- Virchow's triad
- Differential diagnosis: thrombosis

= Virchow's triad =

Three factors thought to cause internal blood clots (thrombosis)

Virchow's triad or the triad of Virchow (/ˈfɪərkoʊ/) describes the three broad categories of factors that are thought to contribute to thrombosis.
- Hypercoagulability
- Hemodynamic changes (stasis, turbulence)
- Endothelial injury/dysfunction

It is named after the renowned German physician Rudolf Virchow (1821–1902). However, the elements comprising Virchow's triad were not proposed by Virchow. Neither did he ever suggest a triad to describe the pathogenesis of venous thrombosis. In fact, it was not until decades after Virchow's death that a consensus was reached proposing that thrombosis is the result of alterations in blood flow, vascular endothelial injury, or alterations in the constitution of the blood. Still, the modern understanding of the factors leading to embolism is similar to the description provided by Virchow. Virchow's triad remains a useful concept for clinicians and pathologists alike in understanding the contributors to thrombosis.

==The triad==
The triad consists of three components:

| Virchow's | Modern | Notes |
|---|---|---|
| Phenomena of interrupted blood-flow | Stasis | The first category, alterations in normal blood flow, refers to several situations. These include venous stasis, long surgical operations, prolonged immobility (whilst on a long plane or car ride, bed bound during hospitalization), and varicose veins. The equivalence of Virchow's version and the modern version has been disputed. |
| Phenomena associated with irritation of the vessel and its vicinity | Endothelial injury or vessel wall injury | The second category, injuries and/or trauma to endothelium includes vessel piercings and damages arising from shear stress or hypertension. This category is ruled by surface phenomena and contact with procoagulant surfaces, such as bacteria, shards of foreign materials, biomaterials of implants or medical devices, membranes of activated platelets, and membranes of monocytes in chronic inflammation. |
| Phenomena of blood-coagulation | Hypercoagulability | The last category, alterations in the constitution of blood, has numerous possible risk factors such as hyperviscosity, coagulation factor V Leiden mutation, coagulation factor II G2021A mutation, deficiency of antithrombin III, protein C or S deficiency, nephrotic syndrome, changes after severe trauma or burn, cancer, late pregnancy and delivery, race, advanced age, cigarette smoking, hormonal contraceptives, and obesity. All of these risk factors can cause the situation called hypercoagulability (excessively easy clotting of blood). |

==History==
The origin of the term "Virchow's Triad" is of historical interest, and has been subject to reinterpretation in recent years. While both Virchow's and the modern triads describe thrombosis, the previous triad has been characterized as "the consequences of thrombosis", and the modern triad as "the causes of thrombosis".
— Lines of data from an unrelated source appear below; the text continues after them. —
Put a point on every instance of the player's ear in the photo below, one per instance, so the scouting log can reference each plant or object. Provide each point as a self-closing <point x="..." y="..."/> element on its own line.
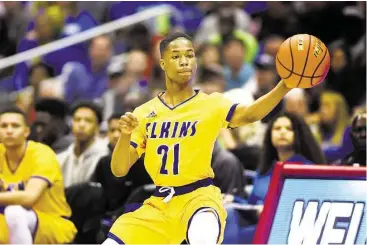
<point x="162" y="64"/>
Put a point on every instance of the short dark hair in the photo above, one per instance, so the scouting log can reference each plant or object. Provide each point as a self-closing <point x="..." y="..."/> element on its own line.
<point x="15" y="110"/>
<point x="55" y="107"/>
<point x="171" y="37"/>
<point x="114" y="116"/>
<point x="90" y="105"/>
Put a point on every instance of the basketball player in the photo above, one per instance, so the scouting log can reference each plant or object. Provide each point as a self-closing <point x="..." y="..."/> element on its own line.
<point x="177" y="130"/>
<point x="33" y="207"/>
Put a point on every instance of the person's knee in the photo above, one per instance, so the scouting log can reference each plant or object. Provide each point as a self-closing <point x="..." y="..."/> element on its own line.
<point x="204" y="228"/>
<point x="110" y="241"/>
<point x="14" y="214"/>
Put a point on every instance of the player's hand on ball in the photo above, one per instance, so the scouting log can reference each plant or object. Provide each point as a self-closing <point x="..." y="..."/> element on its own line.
<point x="128" y="123"/>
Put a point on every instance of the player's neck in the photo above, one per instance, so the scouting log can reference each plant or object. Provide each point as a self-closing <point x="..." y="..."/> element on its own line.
<point x="176" y="94"/>
<point x="15" y="154"/>
<point x="82" y="146"/>
<point x="285" y="155"/>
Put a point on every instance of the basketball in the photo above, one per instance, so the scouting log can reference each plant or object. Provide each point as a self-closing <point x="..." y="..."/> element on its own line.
<point x="302" y="61"/>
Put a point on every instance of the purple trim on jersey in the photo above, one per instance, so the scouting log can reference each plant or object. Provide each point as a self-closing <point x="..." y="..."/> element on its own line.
<point x="133" y="144"/>
<point x="43" y="178"/>
<point x="36" y="228"/>
<point x="230" y="112"/>
<point x="181" y="190"/>
<point x="115" y="238"/>
<point x="171" y="108"/>
<point x="192" y="216"/>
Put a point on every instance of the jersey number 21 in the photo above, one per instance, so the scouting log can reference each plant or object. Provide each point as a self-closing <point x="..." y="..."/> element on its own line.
<point x="163" y="150"/>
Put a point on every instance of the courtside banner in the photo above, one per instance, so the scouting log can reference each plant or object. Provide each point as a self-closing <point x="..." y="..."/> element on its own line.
<point x="314" y="204"/>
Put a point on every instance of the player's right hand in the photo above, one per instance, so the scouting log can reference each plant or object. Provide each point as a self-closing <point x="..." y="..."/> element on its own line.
<point x="128" y="123"/>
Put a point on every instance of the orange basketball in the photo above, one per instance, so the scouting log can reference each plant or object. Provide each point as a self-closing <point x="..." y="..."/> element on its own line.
<point x="302" y="61"/>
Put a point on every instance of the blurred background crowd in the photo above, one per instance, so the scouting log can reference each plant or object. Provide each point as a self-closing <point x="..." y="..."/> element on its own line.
<point x="74" y="96"/>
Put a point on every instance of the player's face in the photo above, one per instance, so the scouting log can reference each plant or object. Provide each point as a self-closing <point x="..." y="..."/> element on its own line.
<point x="13" y="129"/>
<point x="282" y="135"/>
<point x="84" y="125"/>
<point x="179" y="61"/>
<point x="113" y="132"/>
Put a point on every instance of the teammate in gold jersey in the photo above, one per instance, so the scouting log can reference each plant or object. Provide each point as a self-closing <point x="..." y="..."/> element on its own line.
<point x="33" y="207"/>
<point x="176" y="130"/>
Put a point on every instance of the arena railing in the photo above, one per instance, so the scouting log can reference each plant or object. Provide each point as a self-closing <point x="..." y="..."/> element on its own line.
<point x="89" y="34"/>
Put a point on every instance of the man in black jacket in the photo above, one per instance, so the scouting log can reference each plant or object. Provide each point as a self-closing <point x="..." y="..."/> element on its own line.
<point x="116" y="190"/>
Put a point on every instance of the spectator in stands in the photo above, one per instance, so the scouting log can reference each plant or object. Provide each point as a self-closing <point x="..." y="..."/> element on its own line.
<point x="236" y="71"/>
<point x="334" y="119"/>
<point x="116" y="190"/>
<point x="358" y="136"/>
<point x="210" y="25"/>
<point x="33" y="207"/>
<point x="43" y="33"/>
<point x="278" y="19"/>
<point x="79" y="161"/>
<point x="344" y="69"/>
<point x="50" y="125"/>
<point x="13" y="23"/>
<point x="287" y="139"/>
<point x="90" y="82"/>
<point x="297" y="102"/>
<point x="210" y="55"/>
<point x="227" y="31"/>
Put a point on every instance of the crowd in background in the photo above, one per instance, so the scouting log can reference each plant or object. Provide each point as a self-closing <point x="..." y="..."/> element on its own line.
<point x="74" y="96"/>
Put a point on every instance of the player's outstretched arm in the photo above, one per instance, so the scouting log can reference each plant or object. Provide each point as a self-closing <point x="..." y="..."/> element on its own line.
<point x="124" y="155"/>
<point x="27" y="198"/>
<point x="260" y="108"/>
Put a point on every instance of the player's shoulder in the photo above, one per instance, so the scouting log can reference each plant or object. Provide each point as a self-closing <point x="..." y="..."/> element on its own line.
<point x="146" y="108"/>
<point x="215" y="96"/>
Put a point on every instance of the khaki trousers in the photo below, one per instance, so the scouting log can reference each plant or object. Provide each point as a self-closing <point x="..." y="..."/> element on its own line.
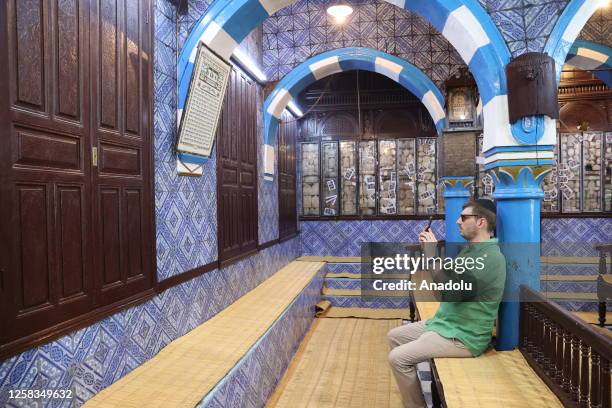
<point x="411" y="344"/>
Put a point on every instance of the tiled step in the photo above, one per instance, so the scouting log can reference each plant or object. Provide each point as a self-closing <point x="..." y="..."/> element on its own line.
<point x="369" y="301"/>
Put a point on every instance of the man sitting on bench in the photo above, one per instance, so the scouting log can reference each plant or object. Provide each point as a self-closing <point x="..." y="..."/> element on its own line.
<point x="460" y="328"/>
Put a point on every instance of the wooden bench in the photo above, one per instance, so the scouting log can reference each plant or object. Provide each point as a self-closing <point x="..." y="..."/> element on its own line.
<point x="184" y="372"/>
<point x="561" y="361"/>
<point x="604" y="281"/>
<point x="494" y="379"/>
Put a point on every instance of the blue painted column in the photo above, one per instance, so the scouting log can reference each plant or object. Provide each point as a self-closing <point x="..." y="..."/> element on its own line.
<point x="456" y="194"/>
<point x="518" y="196"/>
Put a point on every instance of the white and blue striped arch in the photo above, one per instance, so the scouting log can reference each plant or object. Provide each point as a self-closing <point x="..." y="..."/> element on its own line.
<point x="339" y="60"/>
<point x="591" y="56"/>
<point x="566" y="30"/>
<point x="464" y="23"/>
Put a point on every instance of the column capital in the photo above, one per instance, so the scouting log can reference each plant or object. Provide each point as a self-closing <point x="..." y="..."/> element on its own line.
<point x="457" y="186"/>
<point x="521" y="181"/>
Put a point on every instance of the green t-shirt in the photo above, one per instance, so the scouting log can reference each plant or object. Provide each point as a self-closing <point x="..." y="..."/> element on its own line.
<point x="471" y="321"/>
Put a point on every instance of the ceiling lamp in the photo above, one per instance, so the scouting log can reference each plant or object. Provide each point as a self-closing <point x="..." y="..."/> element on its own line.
<point x="340" y="12"/>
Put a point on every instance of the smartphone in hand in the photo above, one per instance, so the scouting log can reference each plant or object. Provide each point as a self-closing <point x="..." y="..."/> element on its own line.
<point x="428" y="228"/>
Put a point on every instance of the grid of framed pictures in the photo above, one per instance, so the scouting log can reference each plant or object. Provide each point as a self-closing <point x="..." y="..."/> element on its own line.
<point x="384" y="177"/>
<point x="581" y="179"/>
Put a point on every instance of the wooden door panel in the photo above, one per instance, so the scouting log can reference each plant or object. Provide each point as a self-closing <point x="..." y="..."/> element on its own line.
<point x="287" y="136"/>
<point x="136" y="267"/>
<point x="237" y="168"/>
<point x="123" y="210"/>
<point x="123" y="160"/>
<point x="27" y="47"/>
<point x="70" y="238"/>
<point x="110" y="210"/>
<point x="43" y="149"/>
<point x="34" y="271"/>
<point x="44" y="164"/>
<point x="48" y="62"/>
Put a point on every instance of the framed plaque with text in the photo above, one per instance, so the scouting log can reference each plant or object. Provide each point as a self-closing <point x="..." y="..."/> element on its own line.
<point x="460" y="105"/>
<point x="204" y="102"/>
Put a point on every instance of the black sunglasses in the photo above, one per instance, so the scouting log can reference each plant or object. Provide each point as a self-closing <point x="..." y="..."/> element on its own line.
<point x="464" y="216"/>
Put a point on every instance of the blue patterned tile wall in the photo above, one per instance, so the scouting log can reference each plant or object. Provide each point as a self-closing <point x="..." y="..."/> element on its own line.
<point x="344" y="238"/>
<point x="304" y="29"/>
<point x="599" y="27"/>
<point x="92" y="358"/>
<point x="185" y="207"/>
<point x="524" y="24"/>
<point x="574" y="236"/>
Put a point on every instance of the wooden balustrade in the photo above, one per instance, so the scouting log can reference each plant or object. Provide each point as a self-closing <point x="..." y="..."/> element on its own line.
<point x="572" y="357"/>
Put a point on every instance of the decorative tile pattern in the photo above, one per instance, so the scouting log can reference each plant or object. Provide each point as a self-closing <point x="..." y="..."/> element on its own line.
<point x="303" y="30"/>
<point x="558" y="269"/>
<point x="344" y="267"/>
<point x="92" y="358"/>
<point x="369" y="302"/>
<point x="524" y="24"/>
<point x="599" y="27"/>
<point x="574" y="236"/>
<point x="344" y="238"/>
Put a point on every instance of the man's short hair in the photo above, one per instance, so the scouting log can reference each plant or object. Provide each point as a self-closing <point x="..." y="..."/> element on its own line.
<point x="478" y="208"/>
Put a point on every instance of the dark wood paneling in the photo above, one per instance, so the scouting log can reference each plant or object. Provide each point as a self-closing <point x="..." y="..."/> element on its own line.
<point x="71" y="236"/>
<point x="78" y="77"/>
<point x="237" y="168"/>
<point x="46" y="149"/>
<point x="111" y="236"/>
<point x="35" y="271"/>
<point x="30" y="62"/>
<point x="287" y="212"/>
<point x="120" y="85"/>
<point x="68" y="81"/>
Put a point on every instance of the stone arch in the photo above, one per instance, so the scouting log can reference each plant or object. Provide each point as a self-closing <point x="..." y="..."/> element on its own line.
<point x="464" y="23"/>
<point x="346" y="59"/>
<point x="588" y="56"/>
<point x="567" y="28"/>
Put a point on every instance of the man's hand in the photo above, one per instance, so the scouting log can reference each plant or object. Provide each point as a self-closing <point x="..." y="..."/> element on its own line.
<point x="428" y="242"/>
<point x="427" y="236"/>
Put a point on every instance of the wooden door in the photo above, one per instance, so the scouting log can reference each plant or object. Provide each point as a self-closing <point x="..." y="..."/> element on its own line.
<point x="237" y="169"/>
<point x="55" y="204"/>
<point x="287" y="213"/>
<point x="121" y="183"/>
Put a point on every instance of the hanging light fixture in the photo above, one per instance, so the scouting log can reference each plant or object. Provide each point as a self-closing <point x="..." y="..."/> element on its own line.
<point x="340" y="11"/>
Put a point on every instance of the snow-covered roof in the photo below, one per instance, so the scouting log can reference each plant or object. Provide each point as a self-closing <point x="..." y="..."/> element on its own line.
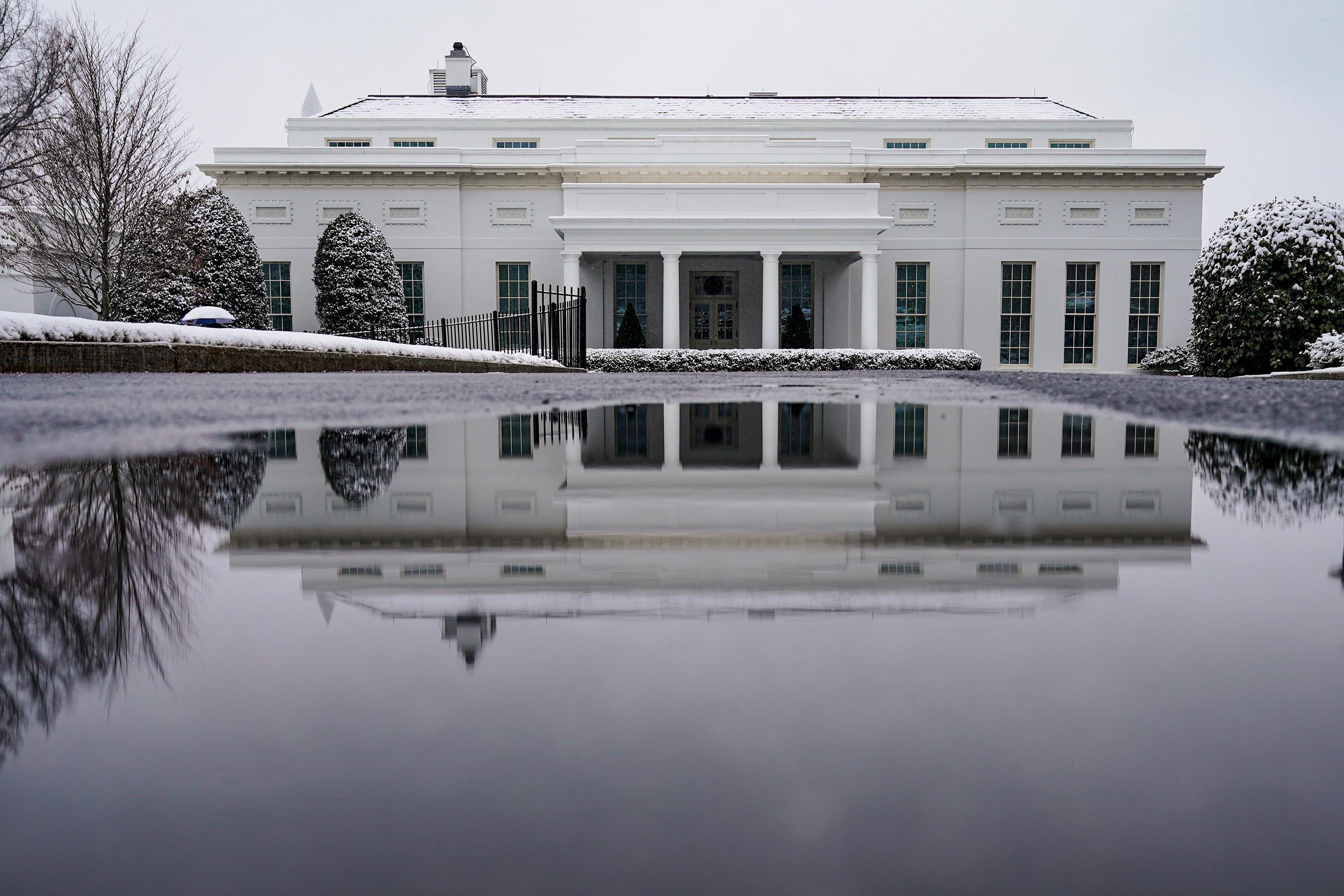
<point x="711" y="108"/>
Rudolf Virchow elucidated the etiology of pulmonary embolism, whereby thrombi occurring within the veins, particularly those of the extremities, become dislodged and migrate to the pulmonary vasculature. He published his description in 1856. In detailing the pathophysiology surrounding pulmonary embolism, he alluded to many of the factors known to contribute to venous thrombosis. While these factors had already been previously established in the medical literature by others, for unclear reasons they ultimately became known as Virchow's triad. This eponym did not emerge in the literature until long after Virchow's death. One estimate of the first use of the phrase dates it to the early 1950s.

Although the concept of the triad is usually attributed to Virchow, he did not include endothelial injury in his description. This has been attributed to a dispute Virchow had with Jean Cruveilhier, who considered local trauma of primary importance in the development of pulmonary artery thrombosis.